Fixed a bug in 32k chunking

2025-07-06 21:00:22 +00:00 · 2020-11-02 12:21:08 -05:00 · 2020-11-02 12:21:08 -05:00 · b0c66538ec
commit b0c66538ec
parent 7756f5c7b7
1 changed files with 27 additions and 12 deletions
--- a/KeywordSearch/src/org/sleuthkit/autopsy/keywordsearch/Chunker.java
+++ b/KeywordSearch/src/org/sleuthkit/autopsy/keywordsearch/Chunker.java
@ -185,9 +185,8 @@ class Chunker implements Iterator<Chunk>, Iterable<Chunk> {
    }

    private static StringBuilder sanitize(String s) {
-        String normStr = Normalizer.normalize(s, Normalizer.Form.NFC);
+        String normStr = Normalizer.normalize(s, Normalizer.Form.NFKC);
        return sanitizeToUTF8(replaceInvalidUTF16(normStr));
-
    }

    @Override
@ -336,8 +335,9 @@ class Chunker implements Iterator<Chunk>, Iterable<Chunk> {
                String chunkSegment;
                if (Character.isHighSurrogate(ch)) {
                    //read another char into the buffer.
-                    charsRead = reader.read(tempChunkBuf, 1, 1);
-                    if (charsRead == -1) {
+                    int surrogateCharsRead = reader.read(tempChunkBuf, 1, 1);
+                    charsRead += surrogateCharsRead;
+                    if (surrogateCharsRead == -1) {
                        //this is the last chunk, so just drop the unpaired surrogate
                        endOfReaderReached = true;
                        return;
@ -352,17 +352,32 @@ class Chunker implements Iterator<Chunk>, Iterable<Chunk> {

                //cleanup any invalid utf-16 sequences
                StringBuilder sanitizedChunkSegment = sanitize(chunkSegment);
-                //check for whitespace.
-                whitespaceFound = Character.isWhitespace(sanitizedChunkSegment.codePointAt(0));
-                //add read chars to the chunk and update the length.
-                currentChunk.append(sanitizedChunkSegment);
-                chunkSizeBytes += sanitizedChunkSegment.toString().getBytes(UTF_8).length;
+                //get the length in utf8 bytes of the read chars
+                int segmentSize = chunkSegment.getBytes(UTF_8).length;
                
                // lower case the string and get it's size.
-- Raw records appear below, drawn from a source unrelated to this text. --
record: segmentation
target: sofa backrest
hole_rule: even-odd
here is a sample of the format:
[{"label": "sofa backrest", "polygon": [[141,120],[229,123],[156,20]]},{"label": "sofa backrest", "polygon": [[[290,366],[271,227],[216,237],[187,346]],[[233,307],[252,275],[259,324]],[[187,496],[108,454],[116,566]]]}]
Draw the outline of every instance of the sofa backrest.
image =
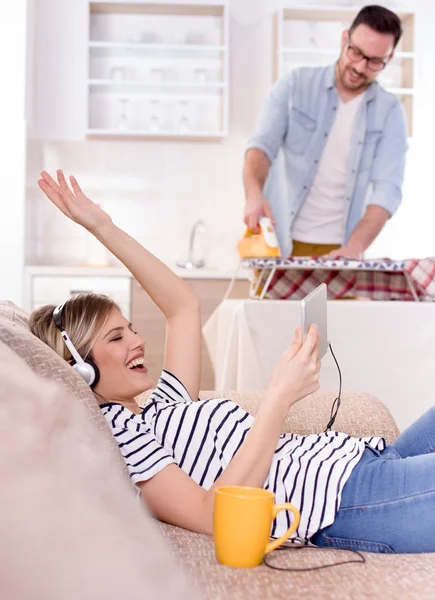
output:
[{"label": "sofa backrest", "polygon": [[[255,415],[265,398],[265,392],[201,392],[200,397],[230,397]],[[331,416],[336,391],[319,390],[292,406],[283,424],[283,431],[309,435],[321,433]],[[337,419],[333,425],[354,437],[380,435],[391,444],[399,434],[397,424],[379,398],[366,392],[343,391]]]},{"label": "sofa backrest", "polygon": [[[106,437],[114,460],[128,477],[118,444],[89,386],[56,352],[30,332],[28,315],[9,301],[0,302],[0,341],[23,359],[34,373],[43,379],[58,383],[69,399],[78,401],[84,407],[88,417]],[[20,377],[19,372],[17,377]]]},{"label": "sofa backrest", "polygon": [[198,597],[84,406],[2,342],[0,481],[2,598]]}]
NOTE: lower casing can 
                // change the size of the string.
                String lowerCasedSegment = sanitizedChunkSegment.toString().toLowerCase();
+                int lowerCasedSegmentSize = lowerCasedSegment.getBytes(UTF_8).length;
+                
+                //if it will not put us past maxBytes
+                if ((chunkSizeBytes + segmentSize < maxBytes - MAX_CHAR_SIZE_INCREASE_IN_BYTES)
+                        && (lowerCasedChunkSizeBytes + lowerCasedSegmentSize < maxBytes - MAX_CHAR_SIZE_INCREASE_IN_BYTES)) {
+
+                    //add read chars to the chunk and update the length.
+                    currentChunk.append(sanitizedChunkSegment);
+                    chunkSizeBytes += segmentSize;
+
                    lowerCasedChunk.append(lowerCasedSegment);
-                lowerCasedChunkSizeBytes += lowerCasedSegment.getBytes(UTF_8).length;
+                    lowerCasedChunkSizeBytes += lowerCasedSegmentSize;
+                    
+                    //check for whitespace.
+                    whitespaceFound = Character.isWhitespace(sanitizedChunkSegment.codePointAt(0));
+                } else {
+                    //unread it, and break out of read loop.
+                    reader.unread(tempChunkBuf, 0, charsRead);
+                    return;
+                }
            }
        }
    }